February 8, 2010 | 12:14 pm

People who hold jumbo loans on pricey U.S. properties continued to struggle in January as more Americans lose their jobs and property values have plummeted, according to a report released Monday.

Jumbo loans were popular -- and often necessary to afford homes in pricey areas like Southern California -- during the heady years of the boom.

Jumbo loans are generally defined as being above certain conforming limits set by mortgage titans Freddie Mac and Fannie Mae. (The conforming limit for single-family homes was $417,000 from 2006 to 2008 but was increased temporarily by federal lawmakers in early 2008 to $729,750 in certain high-cost areas, including Los Angeles County.)

Overall, delinquencies of 60 days or more on prime jumbo loans that were packaged into securities and sold to investors rose to 9.6% in January, up from 9.2% in December and 3.7% a year earlier, according to the report by the Fitch Ratings agency in New York.

California, which comprises 44% of the market, saw its delinquency rate rise to 11.3% in January from 10.8% in December and 4.1% a year earlier.

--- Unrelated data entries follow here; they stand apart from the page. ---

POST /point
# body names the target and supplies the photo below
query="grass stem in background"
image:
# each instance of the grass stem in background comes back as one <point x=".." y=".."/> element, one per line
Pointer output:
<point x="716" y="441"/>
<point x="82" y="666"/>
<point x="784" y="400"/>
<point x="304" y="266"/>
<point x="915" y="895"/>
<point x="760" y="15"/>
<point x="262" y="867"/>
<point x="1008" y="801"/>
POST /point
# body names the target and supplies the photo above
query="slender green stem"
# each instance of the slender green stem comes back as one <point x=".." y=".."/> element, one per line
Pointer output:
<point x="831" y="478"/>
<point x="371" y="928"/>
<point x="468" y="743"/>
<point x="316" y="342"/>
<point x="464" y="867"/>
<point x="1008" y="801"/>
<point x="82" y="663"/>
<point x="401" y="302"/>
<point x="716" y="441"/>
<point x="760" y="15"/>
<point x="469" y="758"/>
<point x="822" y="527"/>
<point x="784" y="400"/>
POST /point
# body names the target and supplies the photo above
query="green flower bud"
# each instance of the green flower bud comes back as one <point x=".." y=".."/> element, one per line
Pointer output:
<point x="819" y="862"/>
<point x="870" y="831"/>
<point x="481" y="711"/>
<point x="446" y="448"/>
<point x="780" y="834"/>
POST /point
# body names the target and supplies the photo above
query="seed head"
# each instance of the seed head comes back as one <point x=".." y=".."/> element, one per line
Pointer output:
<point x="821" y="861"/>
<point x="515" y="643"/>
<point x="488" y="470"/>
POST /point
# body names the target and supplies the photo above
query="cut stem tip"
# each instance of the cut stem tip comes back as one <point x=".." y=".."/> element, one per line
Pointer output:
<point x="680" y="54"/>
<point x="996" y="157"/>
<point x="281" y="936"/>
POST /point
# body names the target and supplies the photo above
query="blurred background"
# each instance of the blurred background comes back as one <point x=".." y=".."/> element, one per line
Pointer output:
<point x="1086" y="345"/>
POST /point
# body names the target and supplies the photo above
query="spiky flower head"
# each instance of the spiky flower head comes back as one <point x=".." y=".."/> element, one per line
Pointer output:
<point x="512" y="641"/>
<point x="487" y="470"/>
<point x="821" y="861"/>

“The deterioration in performance is really the combination of two things going on: rising unemployment that took place throughout 2009 as well as our estimate that about a third of all jumbo loans that are current are underwater in terms of the value, so [borrowers] owe more on their properties than they are worth,” Fitch managing director Vincent Barberio said. “As more of these loans become delinquent, they ultimately will come into foreclosure.”

Prime jumbo loan delinquencies began to rise in the second quarter of 2007, but accelerated in 2009 and nearly tripled over the course of the year, Fitch said. The five states with the highest volume of prime jumbo loans outstanding are California, New York, Florida, Virginia and New Jersey.